We drove back into Fairfield and ate at the Wrangler Drive-In, a place that reminded us very much of the café in Juntura a year earlier, a throwback to the 1950s complete with a 70-year-old farmer in a straw cowboy hat flirting with the 19-year-old blonde girl working the counter.
We drove back to Mountain Home (57 miles) and cleaned up, including wiping a lot of dust off the door wells and other hidden parts of the rental car….I don’t think National Car Rental really wants customers to drive all the places we did, although the roads were all in very good shape and no problem at all other than the dust.
Joanna fixed fried fish and jo-jos for dinner. And the conversations continued for one last evening. It really had been a very long stay. The Kellums deserve special thanks for making this seem totally in line with their normal existence. Our extended stay was unforgivable, if you look at it objectively. It certainly made the rest of this adventure much, much easier for us.
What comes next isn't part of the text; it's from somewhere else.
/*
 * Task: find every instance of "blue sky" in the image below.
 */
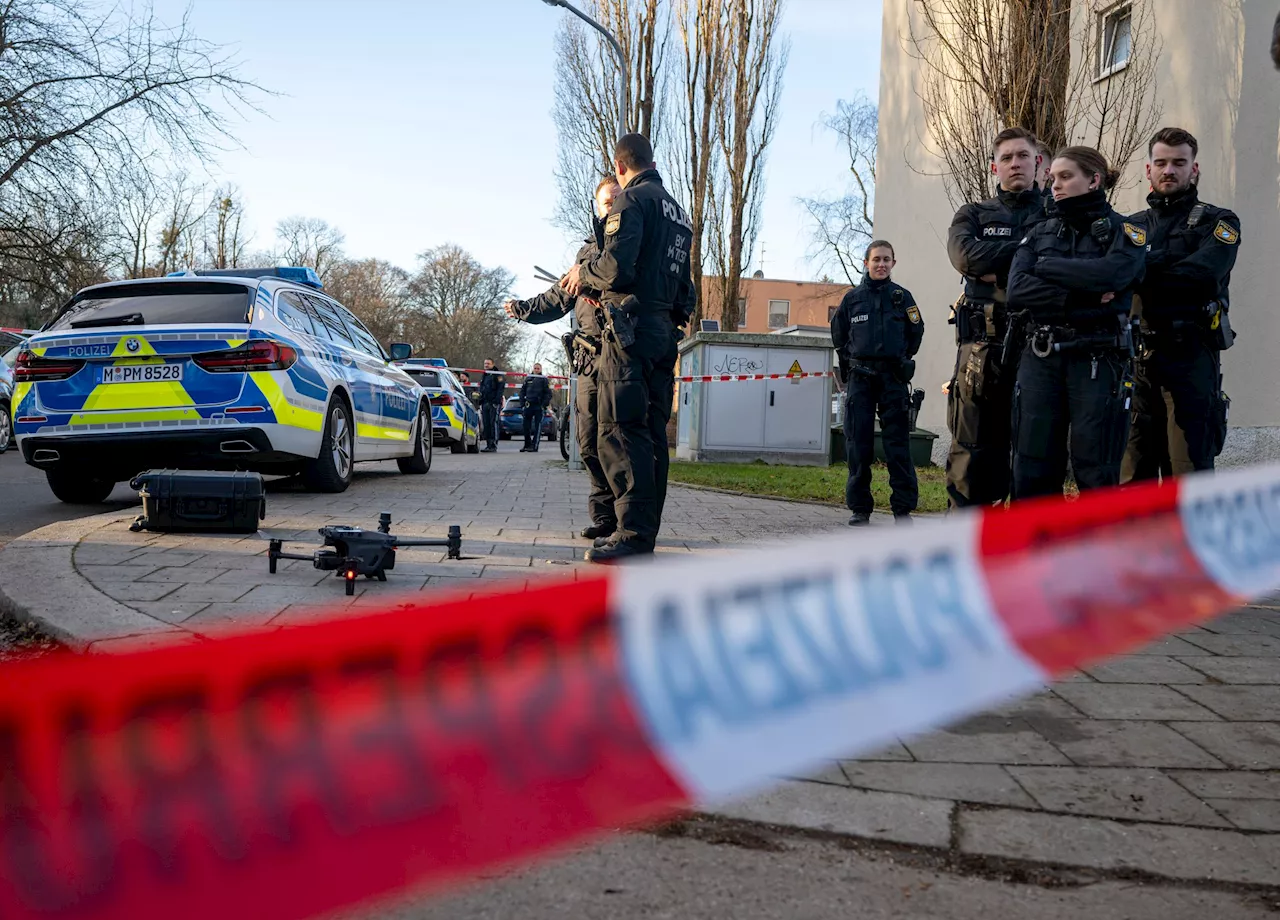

NEXT YEAR: Right now the tentative plan is to walk in late August rather than in May in 2010. We hope to get in a full 2 weeks, at least 125 miles, which would put us southeast of Arco, Idaho, on Highway 20 after having traversed the Craters of the Moon National Monument. This will be a test for good photography. How many pictures can I make from black lava? Then one more year should take us into Wyoming to the Jackson area in Grand Tetons National Park (in 2011).